If you use EWCE1 in published research, please cite N. Skene et al (2016).
N.G. SKENE, S.G.N. GRANT
"Expression weighted cell type enrichments reveal genetic and cellular nature of major brain disorders."
Frontiers in Neuroscience 2016
URL: http://journal.frontiersin.org/article/10.3389/fnins.2016.00016/abstract
The EWCE package is designed to facilitate expression weighted celltype enrichment analysis as described in our Frontiers in Neuroscience paper1.
The package was originally designed to work with the single cell cortical transcriptome data from the Linnarsson lab2 which is available at http://linnarssonlab.org/cortex/. Using this package it is possible to read in any single cell transcriptome data, provided that it is formatted in the same manner as this dataset.
The EWCE process involves testing for whether the genes in a target list have higher levels of expression in a given cell type than can reasonably be expected by chance. The probability distribution for this is estimated by randomly generating gene lists of equal length from a set of background genes.
The EWCE method can be applied to any gene list. In the paper we reported it’s application to genetic and transcriptomic datasets, and in this vignette we detail how this can be done.
Note that throughout this vignette we use the terms ‘cell type’ and ‘sub-cell type’ to refer to two levels of annotation of what a cell type is. This is described in further detail in our paper1, but relates to the two levels of annotation provided in the Linnarsson dataset2. In this dataset a cell is described as having a cell type (i.e. ‘Interneuron’) and subcell type (i.e. ‘Int11’ a.k.a Interneuron type 11).
The process for using EWCE essentially involves three steps.
First, one needs to load the relevant single cell transcriptome dataset. Single cell transcriptome data is read in from a text file using the read_celltype_data
.
The user then obtains a gene set and a suitable background gene set. As the choice of gene sets is up to the user we do not provide functions for doing this. Appropriate choice of background set is discussed in the associated publication.
Bootstrapping is then performed using the bootstrap.enrichment.test
function.
The EWCE package is available from the Bioconductor repository at http://www.bioconductor.org To be able to install the package one needs first to install R and the core Bioconductor packages. If you have already installed Bioconductor packages on your system then you can skip the two lines below.

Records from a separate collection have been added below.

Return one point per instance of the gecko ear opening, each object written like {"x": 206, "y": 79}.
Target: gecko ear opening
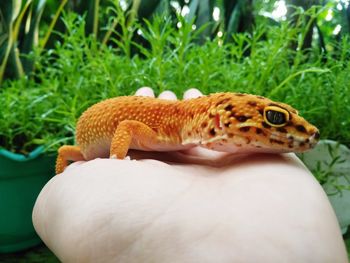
{"x": 276, "y": 116}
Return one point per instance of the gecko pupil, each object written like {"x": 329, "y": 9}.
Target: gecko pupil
{"x": 275, "y": 117}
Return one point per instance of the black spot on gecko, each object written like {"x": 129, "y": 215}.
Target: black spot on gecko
{"x": 300, "y": 128}
{"x": 266, "y": 125}
{"x": 242, "y": 118}
{"x": 222, "y": 101}
{"x": 244, "y": 129}
{"x": 212, "y": 132}
{"x": 229, "y": 107}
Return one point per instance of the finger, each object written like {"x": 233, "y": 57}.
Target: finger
{"x": 145, "y": 91}
{"x": 167, "y": 95}
{"x": 192, "y": 93}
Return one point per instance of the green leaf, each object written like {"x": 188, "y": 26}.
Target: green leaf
{"x": 30, "y": 38}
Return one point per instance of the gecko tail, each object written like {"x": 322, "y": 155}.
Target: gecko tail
{"x": 67, "y": 153}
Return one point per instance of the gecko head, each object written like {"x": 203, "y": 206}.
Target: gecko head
{"x": 255, "y": 123}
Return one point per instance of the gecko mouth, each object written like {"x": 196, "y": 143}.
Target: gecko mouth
{"x": 295, "y": 142}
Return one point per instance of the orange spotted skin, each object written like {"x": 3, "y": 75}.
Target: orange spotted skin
{"x": 229, "y": 122}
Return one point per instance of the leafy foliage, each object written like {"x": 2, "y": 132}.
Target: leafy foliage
{"x": 81, "y": 70}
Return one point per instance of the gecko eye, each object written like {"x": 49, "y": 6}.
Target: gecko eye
{"x": 275, "y": 116}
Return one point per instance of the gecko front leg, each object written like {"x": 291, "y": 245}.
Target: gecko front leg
{"x": 67, "y": 153}
{"x": 132, "y": 133}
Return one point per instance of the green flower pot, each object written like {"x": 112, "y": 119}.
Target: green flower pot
{"x": 21, "y": 179}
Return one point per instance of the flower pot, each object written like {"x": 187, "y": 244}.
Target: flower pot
{"x": 21, "y": 179}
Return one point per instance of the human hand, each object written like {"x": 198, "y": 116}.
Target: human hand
{"x": 225, "y": 208}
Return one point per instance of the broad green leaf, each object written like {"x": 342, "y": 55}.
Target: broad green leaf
{"x": 147, "y": 7}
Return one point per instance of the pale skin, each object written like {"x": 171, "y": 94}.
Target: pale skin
{"x": 203, "y": 206}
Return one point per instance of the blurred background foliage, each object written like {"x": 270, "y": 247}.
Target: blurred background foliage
{"x": 25, "y": 24}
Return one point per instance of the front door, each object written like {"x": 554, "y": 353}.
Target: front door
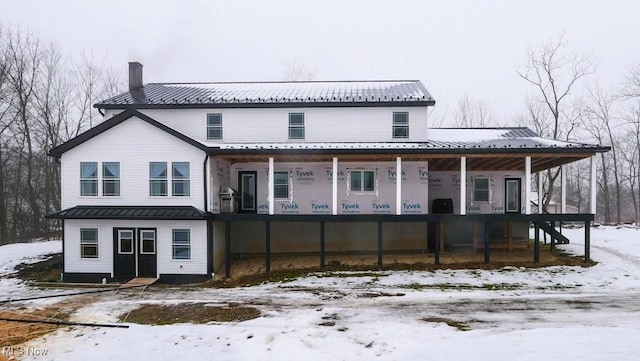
{"x": 124, "y": 257}
{"x": 247, "y": 182}
{"x": 147, "y": 264}
{"x": 512, "y": 195}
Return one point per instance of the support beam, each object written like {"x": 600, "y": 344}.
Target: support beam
{"x": 267, "y": 234}
{"x": 270, "y": 197}
{"x": 527, "y": 185}
{"x": 322, "y": 246}
{"x": 379, "y": 244}
{"x": 334, "y": 187}
{"x": 398, "y": 186}
{"x": 540, "y": 192}
{"x": 592, "y": 186}
{"x": 463, "y": 185}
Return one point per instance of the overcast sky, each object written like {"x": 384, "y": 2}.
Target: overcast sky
{"x": 455, "y": 47}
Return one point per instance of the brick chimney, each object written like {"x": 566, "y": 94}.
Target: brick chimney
{"x": 135, "y": 76}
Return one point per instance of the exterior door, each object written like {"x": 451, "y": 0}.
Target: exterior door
{"x": 247, "y": 184}
{"x": 147, "y": 260}
{"x": 512, "y": 195}
{"x": 124, "y": 257}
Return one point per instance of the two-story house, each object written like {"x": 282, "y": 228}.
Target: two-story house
{"x": 180, "y": 176}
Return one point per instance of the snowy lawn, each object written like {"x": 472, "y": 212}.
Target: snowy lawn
{"x": 512, "y": 313}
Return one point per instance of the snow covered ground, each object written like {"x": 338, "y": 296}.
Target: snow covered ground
{"x": 513, "y": 313}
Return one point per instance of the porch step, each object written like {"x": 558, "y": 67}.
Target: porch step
{"x": 139, "y": 281}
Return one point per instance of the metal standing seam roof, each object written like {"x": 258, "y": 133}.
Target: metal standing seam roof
{"x": 130, "y": 212}
{"x": 299, "y": 93}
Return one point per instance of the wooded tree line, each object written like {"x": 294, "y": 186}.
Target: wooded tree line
{"x": 45, "y": 99}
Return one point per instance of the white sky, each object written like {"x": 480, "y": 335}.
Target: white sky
{"x": 454, "y": 47}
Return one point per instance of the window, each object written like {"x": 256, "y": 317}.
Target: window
{"x": 401, "y": 125}
{"x": 296, "y": 125}
{"x": 158, "y": 179}
{"x": 88, "y": 179}
{"x": 481, "y": 189}
{"x": 180, "y": 179}
{"x": 88, "y": 243}
{"x": 181, "y": 244}
{"x": 362, "y": 180}
{"x": 148, "y": 241}
{"x": 281, "y": 184}
{"x": 214, "y": 126}
{"x": 111, "y": 179}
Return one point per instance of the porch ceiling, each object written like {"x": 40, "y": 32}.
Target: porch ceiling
{"x": 437, "y": 162}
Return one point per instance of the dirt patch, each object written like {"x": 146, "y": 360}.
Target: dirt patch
{"x": 189, "y": 313}
{"x": 47, "y": 270}
{"x": 16, "y": 333}
{"x": 461, "y": 326}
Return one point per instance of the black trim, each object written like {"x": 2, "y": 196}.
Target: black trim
{"x": 371, "y": 104}
{"x": 182, "y": 278}
{"x": 112, "y": 122}
{"x": 78, "y": 277}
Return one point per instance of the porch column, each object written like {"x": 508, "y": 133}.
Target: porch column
{"x": 527, "y": 185}
{"x": 540, "y": 192}
{"x": 334, "y": 183}
{"x": 563, "y": 190}
{"x": 463, "y": 185}
{"x": 398, "y": 186}
{"x": 270, "y": 197}
{"x": 592, "y": 186}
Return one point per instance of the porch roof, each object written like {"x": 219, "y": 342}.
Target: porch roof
{"x": 130, "y": 212}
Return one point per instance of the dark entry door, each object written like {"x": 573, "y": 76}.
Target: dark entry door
{"x": 512, "y": 195}
{"x": 124, "y": 257}
{"x": 247, "y": 184}
{"x": 147, "y": 260}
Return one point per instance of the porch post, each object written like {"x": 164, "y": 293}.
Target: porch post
{"x": 463, "y": 185}
{"x": 527, "y": 185}
{"x": 270, "y": 197}
{"x": 334, "y": 182}
{"x": 540, "y": 190}
{"x": 592, "y": 186}
{"x": 563, "y": 191}
{"x": 398, "y": 186}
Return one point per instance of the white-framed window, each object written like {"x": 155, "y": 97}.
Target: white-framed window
{"x": 111, "y": 179}
{"x": 362, "y": 180}
{"x": 214, "y": 126}
{"x": 158, "y": 179}
{"x": 296, "y": 125}
{"x": 281, "y": 185}
{"x": 88, "y": 243}
{"x": 400, "y": 124}
{"x": 148, "y": 241}
{"x": 181, "y": 245}
{"x": 481, "y": 189}
{"x": 89, "y": 179}
{"x": 180, "y": 183}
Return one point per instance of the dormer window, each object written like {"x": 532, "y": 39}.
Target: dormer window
{"x": 400, "y": 125}
{"x": 296, "y": 125}
{"x": 214, "y": 126}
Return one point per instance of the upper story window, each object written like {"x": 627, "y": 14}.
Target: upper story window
{"x": 214, "y": 126}
{"x": 481, "y": 189}
{"x": 400, "y": 125}
{"x": 281, "y": 185}
{"x": 180, "y": 179}
{"x": 362, "y": 180}
{"x": 88, "y": 179}
{"x": 111, "y": 179}
{"x": 296, "y": 125}
{"x": 158, "y": 179}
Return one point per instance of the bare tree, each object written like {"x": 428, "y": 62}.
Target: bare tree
{"x": 554, "y": 75}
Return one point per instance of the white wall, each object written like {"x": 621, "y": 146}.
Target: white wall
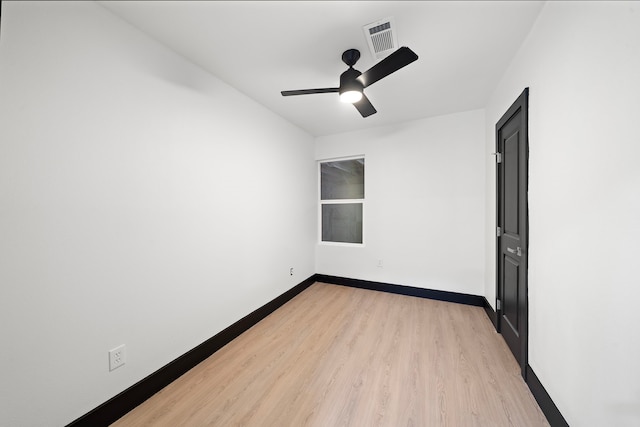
{"x": 581, "y": 62}
{"x": 142, "y": 202}
{"x": 424, "y": 204}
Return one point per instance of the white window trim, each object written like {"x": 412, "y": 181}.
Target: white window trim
{"x": 341, "y": 201}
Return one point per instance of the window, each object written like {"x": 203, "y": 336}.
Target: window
{"x": 342, "y": 200}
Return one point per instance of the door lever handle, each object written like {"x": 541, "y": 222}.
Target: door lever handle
{"x": 517, "y": 251}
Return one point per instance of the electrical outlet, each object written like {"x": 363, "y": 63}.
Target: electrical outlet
{"x": 117, "y": 357}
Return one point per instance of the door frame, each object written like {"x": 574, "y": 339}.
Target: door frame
{"x": 521, "y": 103}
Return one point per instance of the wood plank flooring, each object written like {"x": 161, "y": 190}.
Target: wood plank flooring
{"x": 340, "y": 356}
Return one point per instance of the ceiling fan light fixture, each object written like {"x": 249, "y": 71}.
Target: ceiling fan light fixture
{"x": 351, "y": 96}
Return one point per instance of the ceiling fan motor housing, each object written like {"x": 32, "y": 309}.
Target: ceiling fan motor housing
{"x": 349, "y": 81}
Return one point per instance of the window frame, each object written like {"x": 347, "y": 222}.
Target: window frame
{"x": 340, "y": 202}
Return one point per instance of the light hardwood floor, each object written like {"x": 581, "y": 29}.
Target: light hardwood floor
{"x": 339, "y": 356}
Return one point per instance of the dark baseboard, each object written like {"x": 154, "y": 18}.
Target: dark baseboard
{"x": 404, "y": 290}
{"x": 490, "y": 313}
{"x": 118, "y": 406}
{"x": 549, "y": 408}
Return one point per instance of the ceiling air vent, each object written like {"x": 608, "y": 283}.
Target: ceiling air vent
{"x": 381, "y": 37}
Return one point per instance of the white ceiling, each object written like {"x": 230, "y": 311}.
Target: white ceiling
{"x": 263, "y": 47}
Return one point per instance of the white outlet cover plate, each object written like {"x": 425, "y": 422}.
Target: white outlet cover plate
{"x": 117, "y": 357}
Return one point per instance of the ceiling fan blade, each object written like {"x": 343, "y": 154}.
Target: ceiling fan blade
{"x": 365, "y": 107}
{"x": 392, "y": 63}
{"x": 309, "y": 91}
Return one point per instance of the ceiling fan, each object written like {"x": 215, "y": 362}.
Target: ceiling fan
{"x": 353, "y": 82}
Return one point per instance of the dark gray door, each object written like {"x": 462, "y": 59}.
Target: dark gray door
{"x": 512, "y": 216}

source("http://bioconductor.org/biocLite.R")
biocLite()
Once the core Bioconductor packages are installed, we can install the EWCE package by
source("http://bioconductor.org/biocLite.R")
biocLite("EWCE")
You can then load the package:
library(EWCE)
The first step for all analyses is to load the single cell transcriptome (SCT) data. For the purposes of this example we will use the dataset described in “Cell types in the mouse cortex and hippocampus revealed by single-cell RNA-seq”, Science, 2015. The following code downloads this file and then passes it to the read_celltype_data
function. This functions loads the data, calcuates the mean expression in each subcell type, and then for each gene assigns a relative proporotion of expression to each subcell and cell type.
download.file("http://linnarssonlab.org/blobs/cortex/expression_mRNA_17-Aug-2014.txt",
destfile="expression_mRNA_17-Aug-2014.txt")
path = "expression_mRNA_17-Aug-2014.txt"
celltype_data = read_celltype_data(path)
If you wish to load your own SCT dataset then just format it in a manner mirroring the dataset used above, and load it with the function. The same number of rows and columns proceeding the expression data will need to be used.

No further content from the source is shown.